A fruit fly of height H sits in front of lens 1 on the central axis through the lens. The lens forms an image of the fly at a distance $d = 30 \, \text{cm}$ from the fly; the image has the fly's orientation and height $H_{1} = 2.5 \, \text{H}$ . What are (a) the focal length $f_{1}$ of the lens and (b) the object distance $p_{1}$ of the fly?

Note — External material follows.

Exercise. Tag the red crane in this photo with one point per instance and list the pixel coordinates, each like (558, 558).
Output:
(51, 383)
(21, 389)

The fly then leaves lens 1 and sits in front of lens 2, which also forms an image at $d = 30$ cm that has the same orientation as the fly, but now $H_{1} = 0.86$ H. What are (c) $f_{2}$ and (d) $p_{2}$ ?

Solution:

Definitions of the terms :

- p = object distance

- i = image distance

- d = distance between image and object

- f = focal length

- m = magnification

In this case $m > +1$ , and we know that lens 1 is converging (producing a virtual image), so that our result for focal length should be positive.

Since

\left| i_{1} + p_{1} \right| = d

and

m = -\frac{i_{1}}{p_{1}} = 2.5

we find

i_{1} = -2.5 p_{1}

\left| -2.5 p_{1} + p_{1} \right| = d

p_{1} = \frac{d}{1.5} = \frac{30}{1.5} = 20 \, \text{cm}

and

i_{1} = -2.5 * 20 = -50 \, \text{cm}

Thin lens equation

\frac{1}{p_{1}} + \frac{1}{i_{1}} = \frac{1}{f_{1}}

sign rules

- p is positive = object is in front of the lens

- i is negative = image is on the same side of the object (virtual image !)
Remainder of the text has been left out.